La diciottesima tappa della Grande Boucle è quella che in molti si sono segnati in rosso già da un po’. Uomini di classifica, perché si può vincere il Tour; velocisti, perché bisogna stare attenti al tempo massimo; appassionati, perché i 200.5 kmm promettono un grande spettacolo.

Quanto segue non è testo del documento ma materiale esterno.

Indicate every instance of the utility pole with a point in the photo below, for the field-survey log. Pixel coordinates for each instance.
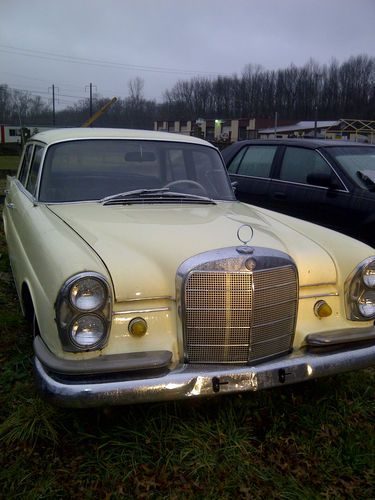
(90, 87)
(276, 116)
(53, 104)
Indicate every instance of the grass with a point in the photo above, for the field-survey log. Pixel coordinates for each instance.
(313, 440)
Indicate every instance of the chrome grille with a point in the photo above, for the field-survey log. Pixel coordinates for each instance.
(239, 316)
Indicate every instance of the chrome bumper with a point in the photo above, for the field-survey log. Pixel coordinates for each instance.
(203, 380)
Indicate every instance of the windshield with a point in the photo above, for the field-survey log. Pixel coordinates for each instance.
(86, 170)
(357, 161)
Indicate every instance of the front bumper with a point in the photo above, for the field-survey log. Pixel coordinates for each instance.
(201, 380)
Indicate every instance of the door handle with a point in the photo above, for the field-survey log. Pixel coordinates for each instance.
(279, 196)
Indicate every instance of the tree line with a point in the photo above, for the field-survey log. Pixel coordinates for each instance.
(330, 91)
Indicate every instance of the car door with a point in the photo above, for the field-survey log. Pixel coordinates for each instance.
(299, 189)
(251, 168)
(19, 208)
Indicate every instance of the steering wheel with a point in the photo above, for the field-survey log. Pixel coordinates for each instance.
(188, 181)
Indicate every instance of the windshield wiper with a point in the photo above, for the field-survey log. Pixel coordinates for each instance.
(134, 192)
(154, 196)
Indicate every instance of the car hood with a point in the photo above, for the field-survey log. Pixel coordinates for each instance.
(143, 245)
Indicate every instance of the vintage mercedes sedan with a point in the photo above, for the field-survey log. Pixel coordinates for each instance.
(145, 279)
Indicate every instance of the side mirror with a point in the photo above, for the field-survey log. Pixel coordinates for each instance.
(322, 180)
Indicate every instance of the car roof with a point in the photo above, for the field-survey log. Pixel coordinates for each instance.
(306, 143)
(68, 134)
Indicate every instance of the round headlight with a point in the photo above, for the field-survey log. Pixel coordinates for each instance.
(369, 275)
(87, 330)
(88, 294)
(366, 304)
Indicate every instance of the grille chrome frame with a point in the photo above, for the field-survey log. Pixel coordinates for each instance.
(225, 307)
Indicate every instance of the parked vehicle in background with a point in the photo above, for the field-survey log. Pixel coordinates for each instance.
(331, 183)
(145, 279)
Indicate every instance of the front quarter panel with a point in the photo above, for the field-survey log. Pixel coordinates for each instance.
(44, 253)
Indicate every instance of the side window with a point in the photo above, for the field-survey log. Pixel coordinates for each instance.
(257, 161)
(25, 164)
(298, 163)
(233, 166)
(34, 169)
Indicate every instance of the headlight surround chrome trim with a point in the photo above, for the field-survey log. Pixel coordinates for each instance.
(356, 288)
(67, 313)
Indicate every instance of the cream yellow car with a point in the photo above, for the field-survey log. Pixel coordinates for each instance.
(145, 280)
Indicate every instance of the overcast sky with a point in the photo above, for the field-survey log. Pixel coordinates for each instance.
(71, 43)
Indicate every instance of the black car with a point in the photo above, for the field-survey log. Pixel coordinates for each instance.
(331, 183)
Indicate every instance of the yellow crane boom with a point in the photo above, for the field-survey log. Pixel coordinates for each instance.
(99, 113)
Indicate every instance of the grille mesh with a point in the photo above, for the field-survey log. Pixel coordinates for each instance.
(239, 317)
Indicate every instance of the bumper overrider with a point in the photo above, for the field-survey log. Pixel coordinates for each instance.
(146, 377)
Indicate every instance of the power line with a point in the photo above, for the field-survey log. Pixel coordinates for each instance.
(97, 62)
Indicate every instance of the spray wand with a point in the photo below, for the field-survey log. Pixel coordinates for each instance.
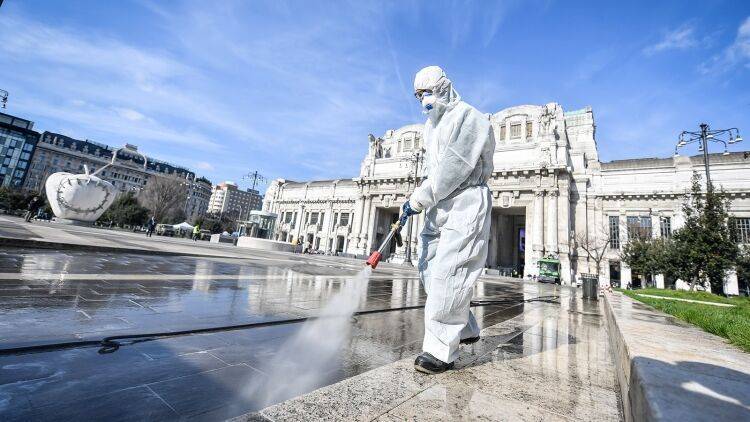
(395, 232)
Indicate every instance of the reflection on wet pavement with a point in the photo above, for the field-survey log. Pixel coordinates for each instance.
(50, 297)
(551, 362)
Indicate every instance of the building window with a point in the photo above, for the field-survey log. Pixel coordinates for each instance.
(639, 227)
(515, 131)
(740, 228)
(666, 227)
(614, 232)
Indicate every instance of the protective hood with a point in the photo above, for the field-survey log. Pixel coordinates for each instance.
(433, 78)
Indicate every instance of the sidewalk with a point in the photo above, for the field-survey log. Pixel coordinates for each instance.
(552, 362)
(673, 371)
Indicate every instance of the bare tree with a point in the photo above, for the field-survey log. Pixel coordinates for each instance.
(164, 196)
(595, 245)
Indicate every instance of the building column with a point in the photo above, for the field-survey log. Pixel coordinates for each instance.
(364, 225)
(300, 216)
(494, 240)
(356, 219)
(626, 276)
(564, 237)
(329, 246)
(552, 246)
(372, 219)
(538, 225)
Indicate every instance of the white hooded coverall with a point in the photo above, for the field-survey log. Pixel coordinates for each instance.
(459, 147)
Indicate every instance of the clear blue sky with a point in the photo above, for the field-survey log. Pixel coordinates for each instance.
(293, 88)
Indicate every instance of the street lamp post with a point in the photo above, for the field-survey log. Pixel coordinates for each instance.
(705, 135)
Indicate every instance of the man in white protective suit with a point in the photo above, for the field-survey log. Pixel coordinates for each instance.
(458, 162)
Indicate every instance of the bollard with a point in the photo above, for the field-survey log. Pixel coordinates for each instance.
(590, 286)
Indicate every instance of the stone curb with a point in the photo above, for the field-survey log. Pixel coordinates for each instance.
(15, 242)
(670, 370)
(621, 358)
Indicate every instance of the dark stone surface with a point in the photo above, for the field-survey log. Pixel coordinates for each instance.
(48, 296)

Si parte da Pinerolo, che ieri ha regalato la quarta gioia da inizio Tour alla Norvegia e, dopo aver attraversato parte della provincia di Cuneo, si attacca il primo gigante di giornata. Il Colle dell’Agnello è, a detta di Contador, la salita più difficile di questa edizione: lunga  23.7 km, con una pendenza media del 6,5%, concentra nei 9 km finali le maggiori difficoltà. La vetta dell’Agnello, a 2744 metri d’altezza, è a 107 km dalla partenza e 93 dall’arrivo, e proprio in cima si attraversa il confine e si ritorna in Francia.
Dopo una spettacolare discesa non c’è neppure il tempo di rifiatare che già bisogna salire verso l’Izoard. Il secondo colle di giornata, la cui vetta è a 2360 metri, misura 14.4 km e ha una pendenza media del 7,3%. Dopo un’altra discesa non facile si arriva a Briançon e si inizia a intravedere, minacciosa, la sagoma della salita principe del Tour de France, il Galibier.
E’il cinquantasettesimo passaggio in vetta, il primo in occasione di una arrivo che sarà il più alto nella Storia del Tour. Mai prima d’ora la Grande Boucle è infaftti terminata a 2645 metri d’altezza.
La neve, che è caduta anche l’altro ieri, le due settimane e mezzo di fatica alle spalle, e le due ascese precedenti renderanno infernali gli ultimi 23 km di una tappa destinata ad entrare nella Storia della Grande Boucle. Il Galibier, che oggi viene affrontato dal versante sudorientale, ha una pendenza media del 5,1%  e un ultimo chilometro terribile, in cui si scende raramente sotto il 9%.
Questo pomeriggio è bene non prendere impegni. I protagonisti del Tour promettono di offrire uno spettacolo indimenticabile.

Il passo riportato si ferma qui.